Medienhaus entlässt Mitarbeiter fristlos

Weiter heißt es: „Die Veröffentlichung dieser Zeitungsanzeige war ein schwerwiegender Fehler, für den wir aufrichtig um Entschuldigung bitten. Dieser Fehler ist nicht wiedergutzumachen, und wir bedauern zutiefst, dass er geschehen ist“, so der Geschäftsführer. Mit der Stadtverwaltung stehe man im engen Austausch.

Zudem habe das Unternehmen „mit sofortiger Wirkung“ sämtliche Geschäftsbeziehungen zu dem betreffenden Gewerbekunden aufgekündigt – der Verlag behalte sich weitere rechtliche Schritte vor.

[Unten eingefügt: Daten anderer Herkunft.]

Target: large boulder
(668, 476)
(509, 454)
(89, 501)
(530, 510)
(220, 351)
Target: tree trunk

Arbeitsrechtliche Konsequenzen hat das Medienhaus in der Zwischenzeit geprüft und in Form einer fristlosen Kündigung umgesetzt. Hofenbitzer verspricht: „Wir werden unsere internen Prozesse umgehend überprüfen und anpassen, um sicherzustellen, dass sich ein solcher Vorfall niemals wiederholt.“

Stadt zeigt Verlag und Verfasser an

Auch die Stadtverwaltung hat sich bereits kurze Zeit nach Veröffentlichung klar vom Text des Inserats distanziert. In einer Mitteilung der Stadt heißt es: „Volksverhetzung, Antisemitismus und Ausländerfeindlichkeit haben bei uns keinen Platz und werden in jeder Form abgelehnt. Ein Strafantrag gegen den Verfasser sowie den Verlag wurde bereits gestellt.“

Die Reaktion der Stadtverwaltung Sebnitz auf die Anzeige im Amtsblatt.

Die Reaktion der Stadtverwaltung Sebnitz auf die Anzeige im Amtsblatt. (Foto: Screenshot Facebook)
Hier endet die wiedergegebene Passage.